TooFatLardies is a UK based wargames development team that produces an ever growing
range of rule sets for what we think are discerning wargamers. The emphasis with any of
our rule sets is on replicating the real core issues for each of our periods, recreating what
Clausewitz described as "friction" on the battlefield, alongside the stresses and pressure of
command.
We believe in playing the period, not the rules.
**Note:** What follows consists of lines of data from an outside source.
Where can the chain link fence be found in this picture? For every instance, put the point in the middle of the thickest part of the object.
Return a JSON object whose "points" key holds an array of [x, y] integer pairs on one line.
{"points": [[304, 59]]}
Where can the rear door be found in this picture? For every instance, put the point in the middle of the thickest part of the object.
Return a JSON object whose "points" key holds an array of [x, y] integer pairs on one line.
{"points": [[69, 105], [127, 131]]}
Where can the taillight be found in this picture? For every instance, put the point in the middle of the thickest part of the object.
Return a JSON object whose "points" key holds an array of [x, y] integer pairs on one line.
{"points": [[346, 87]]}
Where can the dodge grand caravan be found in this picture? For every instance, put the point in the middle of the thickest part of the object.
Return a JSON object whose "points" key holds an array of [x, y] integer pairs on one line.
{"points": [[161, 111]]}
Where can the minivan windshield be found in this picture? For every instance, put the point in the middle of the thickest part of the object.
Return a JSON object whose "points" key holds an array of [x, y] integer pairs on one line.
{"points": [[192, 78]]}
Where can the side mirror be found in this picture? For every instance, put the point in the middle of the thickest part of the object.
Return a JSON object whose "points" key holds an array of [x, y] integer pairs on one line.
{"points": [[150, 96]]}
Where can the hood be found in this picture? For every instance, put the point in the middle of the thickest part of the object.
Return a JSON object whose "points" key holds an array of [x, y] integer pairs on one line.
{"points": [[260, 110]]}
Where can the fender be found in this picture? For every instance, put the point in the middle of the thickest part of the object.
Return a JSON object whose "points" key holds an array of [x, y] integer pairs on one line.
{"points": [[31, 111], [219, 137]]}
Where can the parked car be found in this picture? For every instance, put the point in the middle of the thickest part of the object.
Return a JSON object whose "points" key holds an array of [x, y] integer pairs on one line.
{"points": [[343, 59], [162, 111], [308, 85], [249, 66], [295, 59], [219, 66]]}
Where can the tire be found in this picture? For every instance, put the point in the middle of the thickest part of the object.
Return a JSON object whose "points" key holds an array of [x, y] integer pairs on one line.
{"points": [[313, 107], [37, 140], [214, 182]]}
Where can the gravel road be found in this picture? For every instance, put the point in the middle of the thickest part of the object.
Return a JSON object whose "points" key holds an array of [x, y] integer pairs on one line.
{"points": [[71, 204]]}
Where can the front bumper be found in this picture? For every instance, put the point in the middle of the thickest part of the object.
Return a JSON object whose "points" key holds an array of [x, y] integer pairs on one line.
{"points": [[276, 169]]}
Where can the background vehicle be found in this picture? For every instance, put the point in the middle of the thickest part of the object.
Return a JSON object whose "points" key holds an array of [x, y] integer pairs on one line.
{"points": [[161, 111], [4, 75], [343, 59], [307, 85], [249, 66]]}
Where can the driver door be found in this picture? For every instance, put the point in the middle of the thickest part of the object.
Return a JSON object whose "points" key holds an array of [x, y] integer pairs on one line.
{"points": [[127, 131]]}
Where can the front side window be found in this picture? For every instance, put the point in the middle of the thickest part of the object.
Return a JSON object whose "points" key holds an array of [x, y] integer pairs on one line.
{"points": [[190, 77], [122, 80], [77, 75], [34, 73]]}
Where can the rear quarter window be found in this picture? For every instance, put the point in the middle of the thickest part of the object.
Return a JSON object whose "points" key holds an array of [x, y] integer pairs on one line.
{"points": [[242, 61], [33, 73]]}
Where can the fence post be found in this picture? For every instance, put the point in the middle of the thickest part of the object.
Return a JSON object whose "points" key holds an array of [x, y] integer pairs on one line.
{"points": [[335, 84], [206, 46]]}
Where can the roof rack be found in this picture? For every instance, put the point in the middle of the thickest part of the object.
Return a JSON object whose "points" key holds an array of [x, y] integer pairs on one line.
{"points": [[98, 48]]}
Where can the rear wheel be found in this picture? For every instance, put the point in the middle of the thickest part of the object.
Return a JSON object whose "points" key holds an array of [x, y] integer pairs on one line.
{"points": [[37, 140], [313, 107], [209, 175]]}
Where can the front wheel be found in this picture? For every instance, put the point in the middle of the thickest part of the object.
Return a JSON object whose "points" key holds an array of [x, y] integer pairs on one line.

A full list of all our products and services can be found online at www.toofatlardies.co.uk
but in summary, they fall into the following categories:
Wargames Rules:
Toofatlardies produces a growing range of rules which are distributed either as hard copy,
CD or as PDF files. Each set reflects the periods that we ourselves game, and are
consequently the product of our own enthusiasm. Periods covered include WW2 (I Aint
Been Shot Mum! and its supplements), Napoleonic (Le Feu Sacre) Napoleonic Naval (Kiss Me,
Hardy!), WW2 aerial combat (Bag the Hun), and Early 20th Century Revolutionary warfare
(Triumph of the Will).
Periodicals:
Toofatlardies also produces a twice yearly bumper publication containing articles,
supplements and scenarios in support of all its rule sets. These are available in CD or PDF
format. Each contains approximately 100 pages and is filled with relevant articles,
scenarios, additional rule sets and photos. Early reviews of these have been excellent.
Discussion group:
All TFLs authors are active members of the Toofatlardies Discussion Group which is hosted
by Yahoo! All users of TFL rule sets are invited to register as members of the online group
at http://games.groups.yahoo.com/group/Toofatlardies/ . The discussion group is a great
forum in which to raise specific rule questions or general queries of either a period specific
or general wargaming nature. In addition, members often post up game reports, photos,
interesting web links, and share painting tips and amusing anecdotes. The site also includes
a range of scenarios and templates which members may download. Membership of the
group is free.
Scenarios:
Scenario booklets in support of IABSM! are available. Each contains full briefings, historical
background, maps and OOB for refighting a number of actions. Some free scenarios are also
available online either via the website or held as files on the discussion group. Full details
online
Games Days:
TooFatLardies hosts a multi-player Games Day, which run at the rate of approximately one
every six months. These games, which take pace at Lard Island in St. Albans,
Hertfordshire, provide players with the opportunity to participate in games run using TFL
rules and are umpired by the authors. Each game runs from approximately 9.00am to
4.30pm. Numbers are restricted and are generally offered to members of the discussion
group on a first come, first served basis.